Guide Review - Book Review: Building a Joyful Life With Your Child Who Has Special Needs

When their children were diagnosed with special needs, Whiteman (mother of a girl with Bipolar Disorder) and Roan-Yager (whose daughter has Down syndrome) went looking for books that would tell them how to go about surviving such an unexpected life change, and finding nothing satisfactory, resolved to write one themselves. The result blends the no-nonsense, "take your life in your hands and fix it" approach of standard self-help books with a compassionate understanding of how hard that can be to do when your child's needs feel overwhelming.

With respect, understanding and insight, the authors use stories from other parents and from their own life experiences to illustrate some of the ways we can get swamped by feelings that may not even be useful or accurate, and how we might look at the problem differently to find a more effective solution. If you're so inclined, treat the book as a journal and set aside some "me time" each day to write your answers to the numerous worksheet-style exercises and reflect on how they can help you.

Then again, if sitting alone with your thoughts and a journal sounds like even less fun to you than sitting in a crowded waiting room with an antsy child, the self-help angle might not be so appealing.

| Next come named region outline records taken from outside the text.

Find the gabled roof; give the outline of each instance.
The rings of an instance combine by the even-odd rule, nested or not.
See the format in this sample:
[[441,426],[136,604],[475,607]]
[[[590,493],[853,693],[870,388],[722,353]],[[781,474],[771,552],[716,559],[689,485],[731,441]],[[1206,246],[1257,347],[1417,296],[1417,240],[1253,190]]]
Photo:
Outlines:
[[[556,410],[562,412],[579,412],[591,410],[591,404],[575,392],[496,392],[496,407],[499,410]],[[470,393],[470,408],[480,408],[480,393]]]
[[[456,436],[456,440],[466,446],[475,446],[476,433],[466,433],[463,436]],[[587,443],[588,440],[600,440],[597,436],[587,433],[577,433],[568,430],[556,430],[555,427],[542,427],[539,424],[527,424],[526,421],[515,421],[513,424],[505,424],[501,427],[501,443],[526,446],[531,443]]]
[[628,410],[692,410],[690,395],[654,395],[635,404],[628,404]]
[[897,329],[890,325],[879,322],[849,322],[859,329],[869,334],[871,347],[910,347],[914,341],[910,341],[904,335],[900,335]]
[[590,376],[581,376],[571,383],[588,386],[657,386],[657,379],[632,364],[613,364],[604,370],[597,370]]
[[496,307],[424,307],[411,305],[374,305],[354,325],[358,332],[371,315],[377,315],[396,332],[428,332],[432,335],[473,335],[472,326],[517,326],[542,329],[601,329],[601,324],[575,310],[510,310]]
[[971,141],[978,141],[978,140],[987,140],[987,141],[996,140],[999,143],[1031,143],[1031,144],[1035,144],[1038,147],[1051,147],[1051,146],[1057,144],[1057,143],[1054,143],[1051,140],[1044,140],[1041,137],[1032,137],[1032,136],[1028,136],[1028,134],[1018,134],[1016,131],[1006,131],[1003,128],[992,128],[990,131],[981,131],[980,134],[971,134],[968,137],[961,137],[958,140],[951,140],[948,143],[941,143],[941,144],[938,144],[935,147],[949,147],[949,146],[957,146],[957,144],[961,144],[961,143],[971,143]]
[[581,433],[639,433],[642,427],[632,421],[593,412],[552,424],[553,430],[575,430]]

You can still pick up some useful, positive tactics just by reading through and skimming the questions, but consider this: The book suggests that learning techniques to reframe our own perceptions can also help us manipulate the perceptions of others. Getting defensive teachers and snippy schoolyard moms and reluctant relatives to abandon the attitude and help out? Sounds like cause for joy right there.